# looney tunes complete 12 car set w/ iwheels



## wheelz63 (Mar 11, 2006)

here is the pictures of the looney tunes release 11 complete sets and iwheels. now you can get a good look at them. plus look at the funky looking transparent chassis. these are due out in late september.


----------



## demether (Aug 26, 2008)

transparent chassis are too cool. I'm pretty sure all tjet enthusiasts will need some. I will need some.


----------



## 1970AMX (Feb 3, 2011)

I am diecast but my wife likes Tweety so I better not show her that one. lol


----------



## videojimmy (Jan 12, 2006)

A few fun ones, but I'm more interested in the chassis


----------



## JordanZ870 (Nov 25, 2004)

I have a clear body or two that will need those chassis!


----------



## slotcarman12078 (Oct 3, 2008)

Hmmm.. So do I Joe!!  That red one would be wicked under Ghost Rider's ride!


----------



## eastside johnny (May 13, 2008)

joez870 said:


> I have a clear body or two that will need those chassis!


My thoughts too


----------



## Marty (Oct 20, 1999)

I forsee a lot of bodies being sold and the chassis being kept.

I know I want some of the chassis.

Marty
Marysville, OH


----------



## demether (Aug 26, 2008)

Chassis are also particularly interesting for highly modified racing tjets, where realism is behind performance. It's a cool way to make a performance car diferent !


----------



## ho3taz (Jan 31, 2004)

well they look better than the rat cars and i like the chassis they look cool
i might buy the 2nd set :thumbsup::wave:


----------



## sethndaddy (Dec 4, 2004)

I like the white thunder versions the best, the white seems to dull down some of the color excitement.

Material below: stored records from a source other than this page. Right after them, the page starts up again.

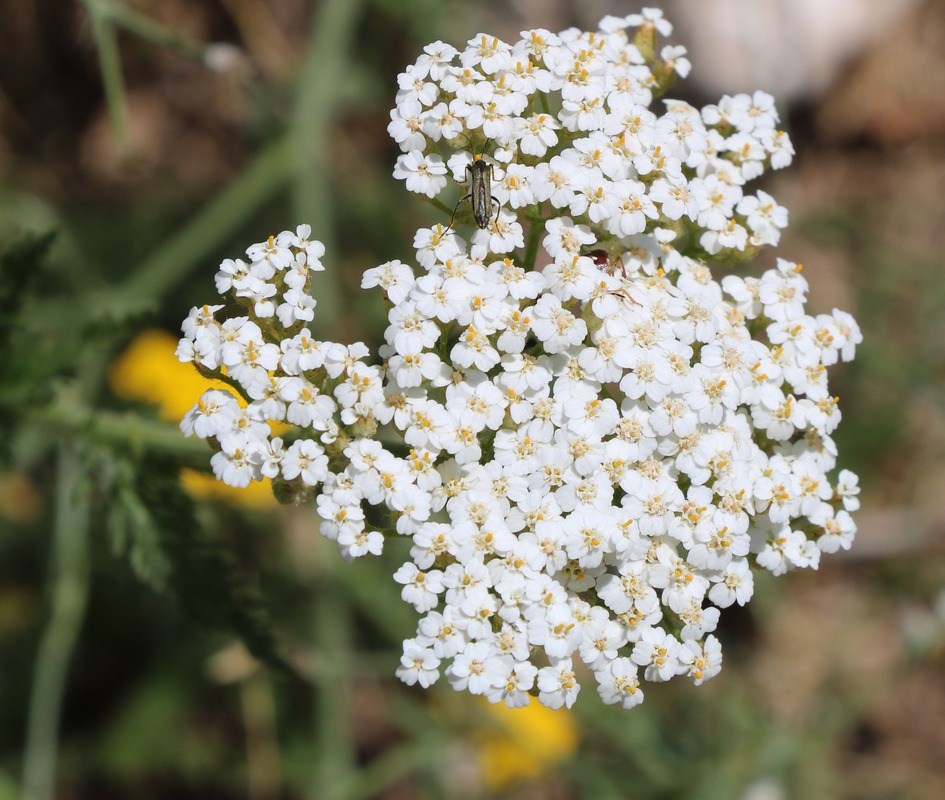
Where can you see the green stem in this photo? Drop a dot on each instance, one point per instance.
(70, 587)
(320, 83)
(130, 430)
(535, 230)
(109, 61)
(144, 27)
(334, 752)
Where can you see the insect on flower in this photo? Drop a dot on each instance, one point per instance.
(613, 266)
(480, 197)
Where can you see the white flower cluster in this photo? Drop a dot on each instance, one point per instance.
(590, 459)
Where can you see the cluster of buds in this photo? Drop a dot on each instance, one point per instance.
(589, 440)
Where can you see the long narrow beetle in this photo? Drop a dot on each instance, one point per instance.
(480, 196)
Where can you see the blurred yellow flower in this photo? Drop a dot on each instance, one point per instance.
(149, 372)
(526, 743)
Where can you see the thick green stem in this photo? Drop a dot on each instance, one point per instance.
(69, 579)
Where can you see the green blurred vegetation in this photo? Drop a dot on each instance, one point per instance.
(128, 612)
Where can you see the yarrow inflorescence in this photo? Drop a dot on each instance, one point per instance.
(590, 440)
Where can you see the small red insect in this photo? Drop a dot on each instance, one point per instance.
(614, 267)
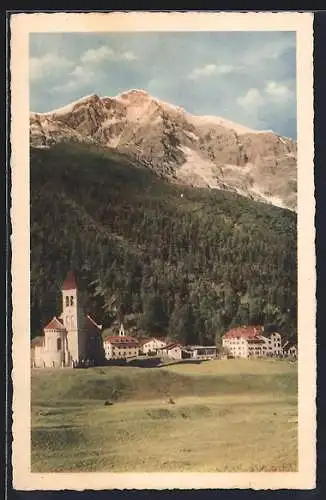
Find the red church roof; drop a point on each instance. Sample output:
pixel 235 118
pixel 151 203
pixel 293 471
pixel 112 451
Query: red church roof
pixel 54 324
pixel 70 282
pixel 246 332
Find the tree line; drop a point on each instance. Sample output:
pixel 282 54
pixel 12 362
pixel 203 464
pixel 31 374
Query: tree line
pixel 190 267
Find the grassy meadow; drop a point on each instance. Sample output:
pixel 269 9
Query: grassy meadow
pixel 215 416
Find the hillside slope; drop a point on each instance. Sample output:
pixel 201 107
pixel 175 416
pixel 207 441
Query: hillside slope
pixel 187 261
pixel 200 151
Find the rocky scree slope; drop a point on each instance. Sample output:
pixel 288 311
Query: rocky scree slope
pixel 200 151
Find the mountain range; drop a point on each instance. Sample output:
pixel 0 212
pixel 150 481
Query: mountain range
pixel 198 151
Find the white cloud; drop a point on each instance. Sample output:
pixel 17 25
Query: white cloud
pixel 208 70
pixel 44 65
pixel 278 91
pixel 252 99
pixel 95 56
pixel 80 76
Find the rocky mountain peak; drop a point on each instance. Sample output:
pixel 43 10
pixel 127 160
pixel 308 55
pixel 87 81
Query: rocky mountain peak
pixel 201 151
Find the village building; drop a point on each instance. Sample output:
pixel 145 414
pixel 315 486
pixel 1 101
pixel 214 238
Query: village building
pixel 120 346
pixel 152 345
pixel 70 339
pixel 290 350
pixel 172 351
pixel 201 352
pixel 252 341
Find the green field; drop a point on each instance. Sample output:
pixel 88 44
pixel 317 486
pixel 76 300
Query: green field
pixel 228 415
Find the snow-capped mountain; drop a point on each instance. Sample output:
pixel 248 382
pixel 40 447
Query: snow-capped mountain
pixel 202 151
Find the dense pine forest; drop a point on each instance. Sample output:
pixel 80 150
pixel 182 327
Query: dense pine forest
pixel 176 260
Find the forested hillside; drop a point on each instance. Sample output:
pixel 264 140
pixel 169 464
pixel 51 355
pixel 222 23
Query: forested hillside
pixel 185 261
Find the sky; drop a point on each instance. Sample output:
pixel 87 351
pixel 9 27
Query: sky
pixel 246 77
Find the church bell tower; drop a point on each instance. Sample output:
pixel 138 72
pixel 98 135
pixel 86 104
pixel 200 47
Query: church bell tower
pixel 73 319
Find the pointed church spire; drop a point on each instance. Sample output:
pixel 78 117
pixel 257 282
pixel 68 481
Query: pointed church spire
pixel 70 282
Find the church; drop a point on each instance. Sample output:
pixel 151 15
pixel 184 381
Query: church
pixel 71 339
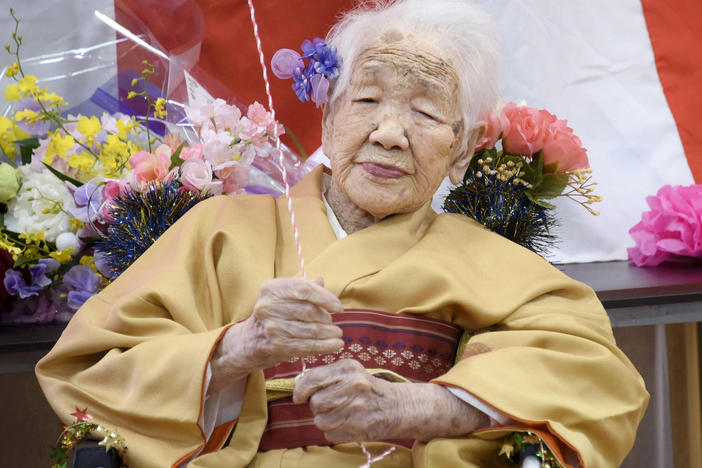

Colored chassis, I wanted them for awile too.

thanks for the pics Rich.


----------



## Ralphthe3rd (Feb 24, 2011)

Hmmmm....All this interest in the Clear Chassis !? But why ? Is it better ?....I don't think it's a better material than Nylatron !? Then again, maybe AW Chassis were never made out of Nylatron in the first place, and those very first Johnny Lightning chassis that were Black seemed more like Delrin ?
Anyway, how well will these Clear chassis hold up to HEAT and/or friction at the bearing points ? Inquiring minds want to know ?!


----------



## slotcarman12078 (Oct 3, 2008)

My thoughts exactly Ralph. Not sure if that material is merely decoration. But for one off customs that get a few parade laps for time to time, with a bunch of blinky and non blinky LEDs, it is intriguing!


----------



## demether (Aug 26, 2008)

> But why ? Is it better ?....



I guess it's like red cars. It MUST go faster then other ones


----------



## JordanZ870 (Nov 25, 2004)

demether said:


> I guess it's like red cars. It MUST go faster then other ones


:lol: too funny by half!


----------



## NTxSlotCars (May 27, 2008)

Great, if you're a looney tunes fan.
What really interests me about this release is the bodies themselves.
All of them, except maybe the sandvan, have all kinds of possibilities.
Would AW consider a release of blanks?
The colored chassis are neat too.


----------



## Kurl3y (Mar 16, 2012)

NTxSlotCars said:


> Great, if you're a looney tunes fan.
> What really interests me about this release is the bodies themselves.
> All of them, except maybe the sandvan, have all kinds of possibilities.
> Would AW consider a release of blanks?
> The colored chassis are neat too.


I like the colored chassis it's different, .. I agree with Bill Hall, how can you even consider putting the Road Runner on a Chevy .. I wonder who the genius was on that one. The rest well ..I'll buy them only because they remind me of Saturday and Sunday mornings chowing a big bowl of ceral until Noon when Bill Kennedy at the Movies came on .. then it was time to bail.


----------